Local Haxigoji, when Roger was in Mintberg, were used to seeing him pound the streets early in their twenty-eight hour day (he had adjusted his circadian rhythms to suit), running and returning to his quarters for strength and combat training. On occasion, to their mutual benefit, he sparred with Haxigoji bannermen from the City Guard.

Working alongside Nectarblossom, he embarked on creating a training programme for Haxigoji recruits: learning how to move among humanity, deciphering their cultures, and the clues that might lead them to a darkness-corrupted human, and how to deal with the authorities when they detected such a person. Combat skills were a part of it, and Roger drilled them hard because it was more than their own lives at stake; but he also emphasised the extent to which this was a last resort.

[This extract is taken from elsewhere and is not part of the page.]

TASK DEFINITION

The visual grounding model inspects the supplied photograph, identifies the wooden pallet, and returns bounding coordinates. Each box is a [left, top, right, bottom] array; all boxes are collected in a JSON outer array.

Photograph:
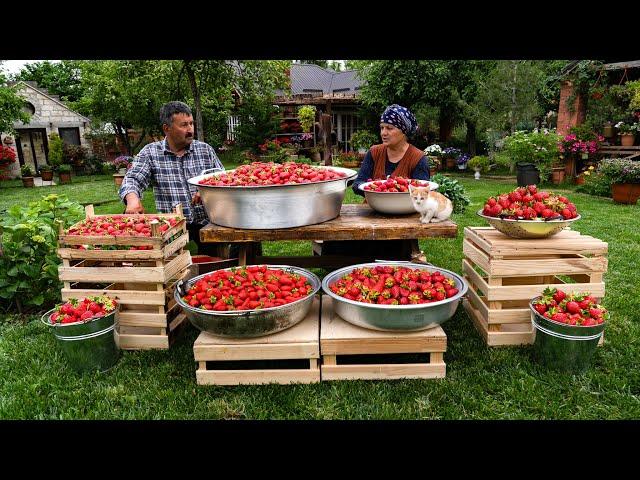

Then there were anti-surveillance skills and the like, because once Haxigoji started living among humans, and the darkness-corrupted individuals among them understood the threat, all Haxigoji would be at risk of assassination. It should not be a high risk, since any act of violence brought attention, but it was a factor.

It took time to get the programme up and running, but by the end of two standard years, the third batch of trainees was getting ready for their final test. Partly for psychological reasons, to seal in the previous training, every intense programme needs a rite of passage on completion.

And that, for these very special recruits, was where the human prisoners came in.

On several occasions, Nectarblossom told him, ‘You should not feel sorry for them, Roger. They’re not really human. Their infection makes them something else.’

‘We can cure infections,’ he had answered the first time.

‘Not this one.’

Initially, for safety, Roger preferred to use non-Pilot agents of the darkness, captured on sweeps through realspace cities or orbitals. At first, those sweeps had been carried out by other Pilots on Max Gould’s books, recorded as possessing a tiny portion of Roger’s ability. Some of the current batch of prisoners had been detected by Haxigoji graduates of the training programme.

They normally resided, the non-Pilot prisoners, in ultra-secure facilities on one of three isolated realspace worlds; but for the test, Roger had commandeered a long-disused deep-space research station. He had wanted a place where he and Nectarblossom had total control, and got it.

Roger had not been party to the Admiralty discussion regarding renegade Pilots, but it had been decided on high that certain trusted Haxigoji would be told of the renegades’ existence – to the best of Roger’s knowledge, Nectarblossom was the first to learn of it – on the basis that the programme’s graduates needed to be prepared for anything, including the detection of renegade Pilots operating among ordinary humans on realspace worlds.